Las palabras son superfluas. El trabajo se hace desde el interior de cada uno, sugiriendo, guiando, acompañando a esta persona a sentarse en su “trono eterno” —tal como surgen las palabras nacidas de …—. Es su alma la que se ancla en su sitio y le permite desprenderse del cuerpo con más facilidad, mayor paz como dice Diego al final de estos momentos de íntima comunión. Saúl alivia panoramas médicos, legales y humanos, con su conocimiento y su don de gentes.

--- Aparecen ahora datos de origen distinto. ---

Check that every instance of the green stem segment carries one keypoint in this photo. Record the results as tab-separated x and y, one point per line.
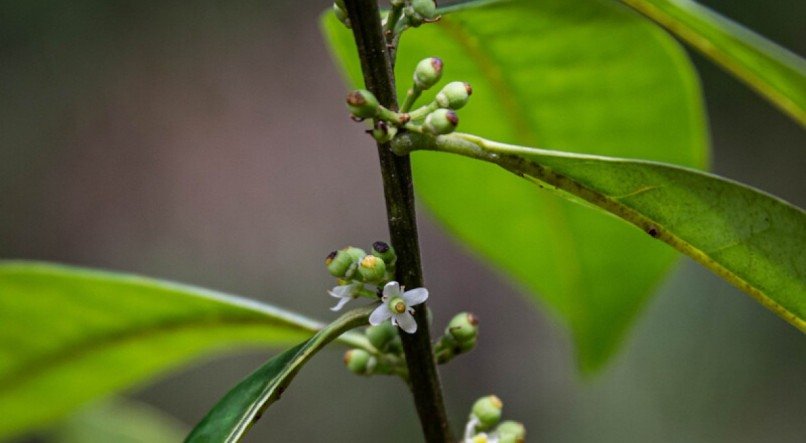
376	65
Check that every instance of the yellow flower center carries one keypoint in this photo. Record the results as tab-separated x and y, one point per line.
398	306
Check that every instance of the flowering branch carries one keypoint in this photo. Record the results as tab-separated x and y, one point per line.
399	194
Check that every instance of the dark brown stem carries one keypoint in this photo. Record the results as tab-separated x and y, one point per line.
399	192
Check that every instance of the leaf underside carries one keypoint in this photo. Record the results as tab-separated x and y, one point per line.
237	411
70	335
750	238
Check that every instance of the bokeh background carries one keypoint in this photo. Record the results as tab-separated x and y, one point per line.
207	142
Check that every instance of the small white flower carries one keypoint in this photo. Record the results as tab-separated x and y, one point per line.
397	305
345	293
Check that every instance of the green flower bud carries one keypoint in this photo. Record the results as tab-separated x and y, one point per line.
359	361
463	328
356	253
384	252
467	346
511	432
338	263
454	95
381	335
488	411
371	269
341	13
427	73
426	9
441	121
362	104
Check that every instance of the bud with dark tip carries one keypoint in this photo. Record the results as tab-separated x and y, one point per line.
463	328
384	252
338	263
488	412
454	95
372	269
441	121
356	253
511	432
359	361
426	9
341	13
363	104
427	73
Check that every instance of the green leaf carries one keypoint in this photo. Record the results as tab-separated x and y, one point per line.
774	72
119	421
70	335
582	75
234	414
751	239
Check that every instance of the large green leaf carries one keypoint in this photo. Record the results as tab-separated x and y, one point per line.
119	421
69	335
582	75
771	70
749	238
234	414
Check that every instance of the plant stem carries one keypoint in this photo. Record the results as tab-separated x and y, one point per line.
399	193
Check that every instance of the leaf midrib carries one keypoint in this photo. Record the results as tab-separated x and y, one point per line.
556	218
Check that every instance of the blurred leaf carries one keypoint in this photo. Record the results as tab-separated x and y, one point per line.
774	72
70	335
119	421
234	414
582	75
751	239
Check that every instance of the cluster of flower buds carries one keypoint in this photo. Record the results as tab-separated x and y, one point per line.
340	11
387	359
417	12
484	416
459	338
439	116
354	269
436	118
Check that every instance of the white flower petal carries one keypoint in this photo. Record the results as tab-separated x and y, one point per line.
415	296
340	291
392	289
406	322
341	303
380	314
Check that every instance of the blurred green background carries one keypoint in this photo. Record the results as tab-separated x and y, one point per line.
207	142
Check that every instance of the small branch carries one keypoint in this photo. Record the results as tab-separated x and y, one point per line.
399	193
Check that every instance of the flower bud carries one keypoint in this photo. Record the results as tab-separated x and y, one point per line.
341	14
426	9
385	252
427	73
488	411
511	432
463	328
359	361
362	104
441	121
371	269
454	95
381	335
338	263
356	253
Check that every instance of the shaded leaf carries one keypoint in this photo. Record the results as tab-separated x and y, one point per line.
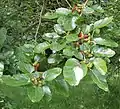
62	87
35	93
16	80
99	79
100	65
73	72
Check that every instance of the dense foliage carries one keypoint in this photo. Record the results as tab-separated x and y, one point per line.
36	64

La esposa atenta, amorosa, acompaña con las manos en las riendas. A los dos días llega la hija y sin tomar relevo de la madre, hace las preguntas necesarias, terrenales y espirituales. No llegué a conocerlos pero al día siguiente llegaron los dos hijos hombres, creo que Diego los esperó lo más que pudo.

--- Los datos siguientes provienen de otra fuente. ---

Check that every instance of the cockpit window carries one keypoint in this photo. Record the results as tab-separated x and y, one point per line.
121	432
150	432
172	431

Una segunda visita, 24 horas después de la primera, muestra el claro declive físico, con la mente preclara, absolutamente preparado, aunque la enfermedad no se manifestó completa y no mostró su rostro sino 25 días antes. Se ve que durante este tiempo los sucesivos acompañamientos de familiares hicieron un trabajo inmejorable.

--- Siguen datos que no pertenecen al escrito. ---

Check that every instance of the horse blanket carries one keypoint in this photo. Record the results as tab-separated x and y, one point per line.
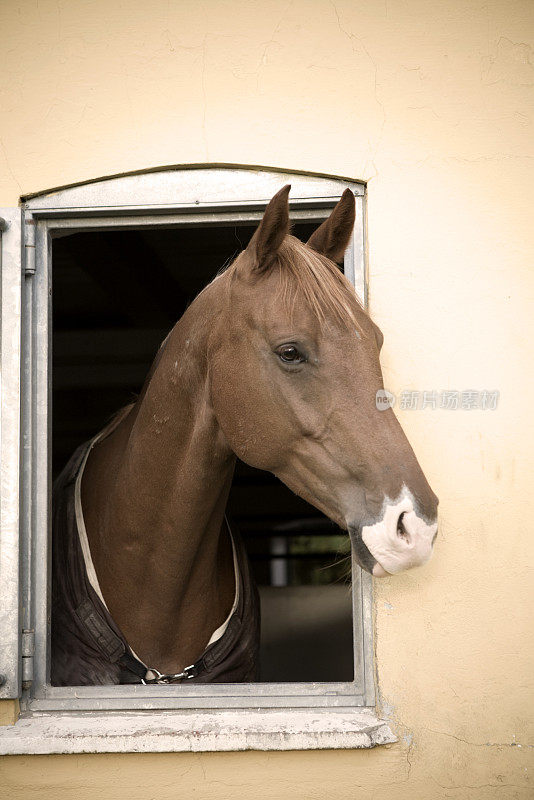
89	648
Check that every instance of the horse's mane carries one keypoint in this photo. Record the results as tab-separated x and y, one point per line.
308	274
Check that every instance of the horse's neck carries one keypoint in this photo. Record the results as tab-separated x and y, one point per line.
154	495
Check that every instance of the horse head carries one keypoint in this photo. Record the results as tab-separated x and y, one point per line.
294	372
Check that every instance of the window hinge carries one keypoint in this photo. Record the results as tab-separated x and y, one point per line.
28	651
29	246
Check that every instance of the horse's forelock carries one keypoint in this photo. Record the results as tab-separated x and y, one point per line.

La visita confirma los signos médicos próximos a la muerte,
y conduce en humildad a un proceso de gratitud,
en su estado de no escucha consciente, pero sí de percepción interior
La tercera y última reunión sucede dos días después, ya en coma superficial, ya no en la antesala, sino en la puerta, tomando Diego el pestillo para abrirla y pasar el bardo correspondiente. Solo él puede hacerlo, los demás quedamos acompañando, pero es su ser interno quien hace el tránsito. La visita no solo confirma los signos médicos próximos a la muerte, sino que conduce de rodillas y en humildad a un proceso de gratitud, —darla y recibirla— en su estado de no escucha consciente, pero sí de percepción interior. Gratitud con todas las personas que hicieron parte de sus 70 años de vida.
Gratitud por lo bueno y lo malo que hubo. Por lo bueno es obvio. Por lo malo, al dar las gracias por ello, se demuestra que el perdón sucedió y va la persona un paso más allá en la toma de consciencia de la realidad de los hechos, de sus motivos y de sus aprendizajes.
Así es el acompañamiento a morir. Sin teorizar. Solo decidiendo y actuando. Evito mi inclinación a relatar (en esta columna) los pasos de un proceso de muerte digna, desde el punto de vista académico.
La muerte no espera a los foros, ni a las discusiones, ni a los puntos de vista encontrados el uno “contra” el otro. La muerte requiere la presencia inmediata de quienes se atreven a acompañarla, a ella, a quien parte con ella, y a quienes quedan.